Thomson has always issued vague denials to all the charges and it has been subsequently alleged that the raising of the allegations was an act of political retribution by the incoming leadership of the HSU to settle old scores or run up new ones. Irrespective of their motives the allegations raise valid questions that need to be answered – answers that have never been given by Thomson, either to the HSU members or to Parliament.

As a politician, Thomson has bungled his response in such a way as to raise serious questions not only about his character but about his basic competency too.
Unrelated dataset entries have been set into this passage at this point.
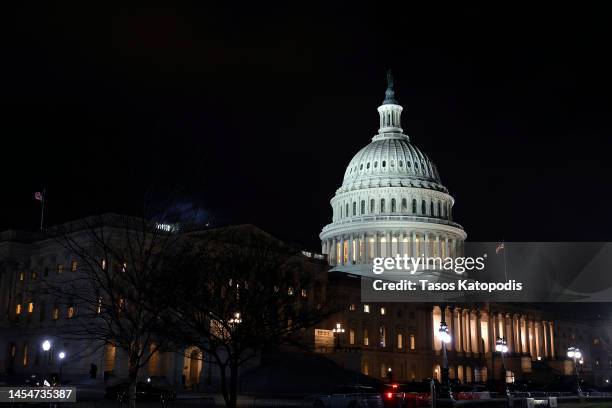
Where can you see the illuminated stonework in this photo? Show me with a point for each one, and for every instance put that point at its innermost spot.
(391, 202)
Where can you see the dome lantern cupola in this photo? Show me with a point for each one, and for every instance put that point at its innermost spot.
(390, 111)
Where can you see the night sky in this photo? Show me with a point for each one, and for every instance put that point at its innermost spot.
(252, 114)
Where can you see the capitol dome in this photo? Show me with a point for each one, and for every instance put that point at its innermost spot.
(391, 201)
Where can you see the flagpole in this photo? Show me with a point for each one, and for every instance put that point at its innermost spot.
(42, 209)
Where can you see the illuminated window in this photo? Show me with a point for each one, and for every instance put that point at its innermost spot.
(382, 336)
(25, 355)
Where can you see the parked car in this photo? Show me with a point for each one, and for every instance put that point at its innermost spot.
(412, 394)
(470, 392)
(144, 392)
(350, 396)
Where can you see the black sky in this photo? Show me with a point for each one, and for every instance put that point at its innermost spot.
(254, 113)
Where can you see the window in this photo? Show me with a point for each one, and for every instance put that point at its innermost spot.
(382, 336)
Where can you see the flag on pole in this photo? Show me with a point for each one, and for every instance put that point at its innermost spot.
(499, 248)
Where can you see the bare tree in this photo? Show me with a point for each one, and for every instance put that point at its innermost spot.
(114, 291)
(240, 291)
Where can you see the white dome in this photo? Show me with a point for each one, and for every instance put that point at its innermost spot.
(391, 202)
(391, 161)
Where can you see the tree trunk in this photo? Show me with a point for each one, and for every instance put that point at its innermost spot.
(133, 377)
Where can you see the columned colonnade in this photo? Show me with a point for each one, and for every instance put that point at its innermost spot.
(476, 331)
(361, 248)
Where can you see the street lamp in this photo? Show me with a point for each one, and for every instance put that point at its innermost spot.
(445, 338)
(337, 331)
(61, 356)
(501, 346)
(575, 354)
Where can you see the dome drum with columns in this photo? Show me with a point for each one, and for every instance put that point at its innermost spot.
(391, 202)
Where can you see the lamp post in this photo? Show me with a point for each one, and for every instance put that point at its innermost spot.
(575, 354)
(445, 391)
(501, 345)
(61, 356)
(337, 331)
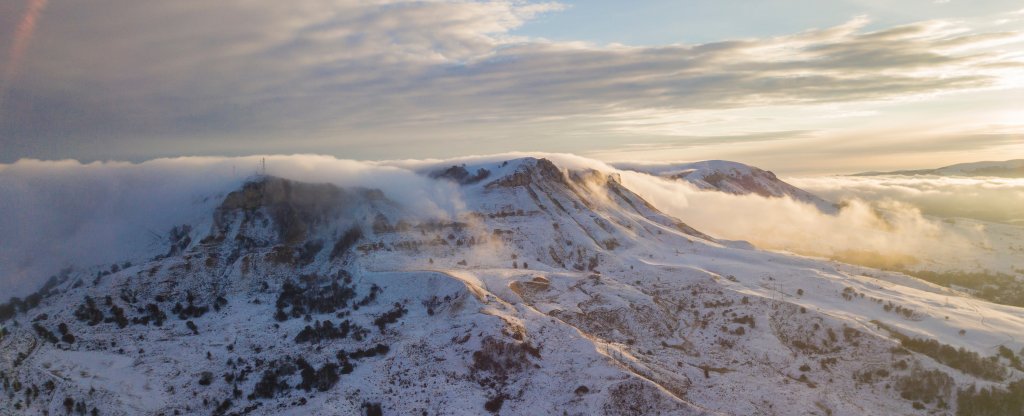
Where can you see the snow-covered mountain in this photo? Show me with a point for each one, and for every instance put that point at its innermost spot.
(1011, 168)
(553, 290)
(731, 177)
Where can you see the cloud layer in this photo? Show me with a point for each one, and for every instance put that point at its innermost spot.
(60, 213)
(980, 198)
(65, 213)
(363, 77)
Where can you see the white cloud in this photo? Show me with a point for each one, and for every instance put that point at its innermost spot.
(983, 198)
(61, 213)
(333, 76)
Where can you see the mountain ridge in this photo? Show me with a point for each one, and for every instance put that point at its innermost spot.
(552, 289)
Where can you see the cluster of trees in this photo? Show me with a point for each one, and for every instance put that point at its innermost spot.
(327, 331)
(998, 288)
(17, 305)
(313, 298)
(322, 379)
(390, 317)
(961, 359)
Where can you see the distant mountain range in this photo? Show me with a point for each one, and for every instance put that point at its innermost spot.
(1011, 168)
(555, 290)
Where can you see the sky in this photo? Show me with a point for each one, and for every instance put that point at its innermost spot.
(796, 86)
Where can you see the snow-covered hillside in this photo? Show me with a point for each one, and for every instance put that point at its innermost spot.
(552, 289)
(731, 177)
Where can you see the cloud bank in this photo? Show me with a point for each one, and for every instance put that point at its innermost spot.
(55, 214)
(344, 77)
(60, 213)
(988, 199)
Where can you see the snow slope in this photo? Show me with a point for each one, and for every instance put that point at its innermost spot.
(551, 290)
(731, 177)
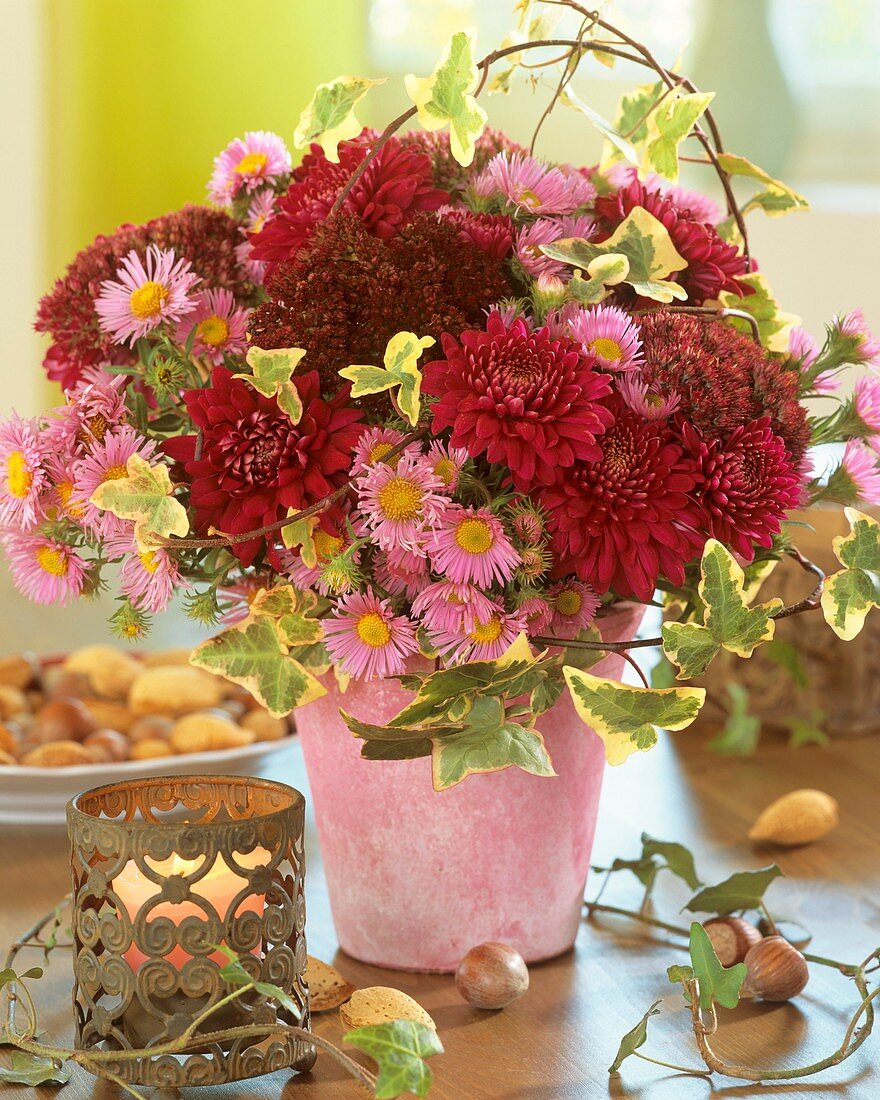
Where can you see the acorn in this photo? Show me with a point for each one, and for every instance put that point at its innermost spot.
(491, 976)
(774, 970)
(732, 937)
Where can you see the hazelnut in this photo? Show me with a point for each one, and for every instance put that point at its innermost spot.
(774, 970)
(492, 976)
(732, 937)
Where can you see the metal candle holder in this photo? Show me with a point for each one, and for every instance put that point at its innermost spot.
(164, 870)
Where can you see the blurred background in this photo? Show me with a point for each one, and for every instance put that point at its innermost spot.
(114, 109)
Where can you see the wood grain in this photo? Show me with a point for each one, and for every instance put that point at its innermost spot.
(557, 1041)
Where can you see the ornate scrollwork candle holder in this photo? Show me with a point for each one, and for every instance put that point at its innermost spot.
(165, 871)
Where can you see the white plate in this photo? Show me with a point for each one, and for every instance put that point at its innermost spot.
(40, 795)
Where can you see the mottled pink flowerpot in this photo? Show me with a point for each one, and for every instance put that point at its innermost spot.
(417, 877)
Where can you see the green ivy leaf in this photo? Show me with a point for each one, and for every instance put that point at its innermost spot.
(716, 982)
(634, 1038)
(144, 496)
(400, 372)
(625, 717)
(743, 890)
(728, 622)
(399, 1049)
(444, 98)
(329, 117)
(273, 376)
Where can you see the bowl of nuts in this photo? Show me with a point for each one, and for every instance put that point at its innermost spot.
(100, 714)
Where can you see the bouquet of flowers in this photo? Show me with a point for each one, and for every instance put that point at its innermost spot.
(427, 407)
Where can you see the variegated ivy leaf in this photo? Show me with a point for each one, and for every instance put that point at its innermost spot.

After the Herald published the first reports of allegations of impropriety, Thomson sued Fairfax for defamation, only to quickly abort the case, reportedly after seeing the body of evidence collected by the Fairfax lawyers in their defence, including evidence not only that the card had been used, but also that details of Thomson’s driver’s license had been noted on the credit card receipt, that Thomson’s phone records showed calls to two phone numbers associated with a Sydney escort agency and that the same records actually placed Thomson in Sydney in one instance at the relevant time. Most disturbingly, after dropping his case Thomson told colleagues in the parliament either that he had reached an out of court settlement, or, in the words of one minister, “He looked me in the eye and told me he won”.

The relevance of all this, apart from the questions about Thomson as an individual, is that it brings into focus some harsh realities for the Labor Party: that its minority government seems unavoidably stuck in constant crisis until the next election, and that the specifics of its relationship with the trade union movement in Australia need to be carefully reviewed and probably revised. The first problem is temporal and unmanageable; the second is not.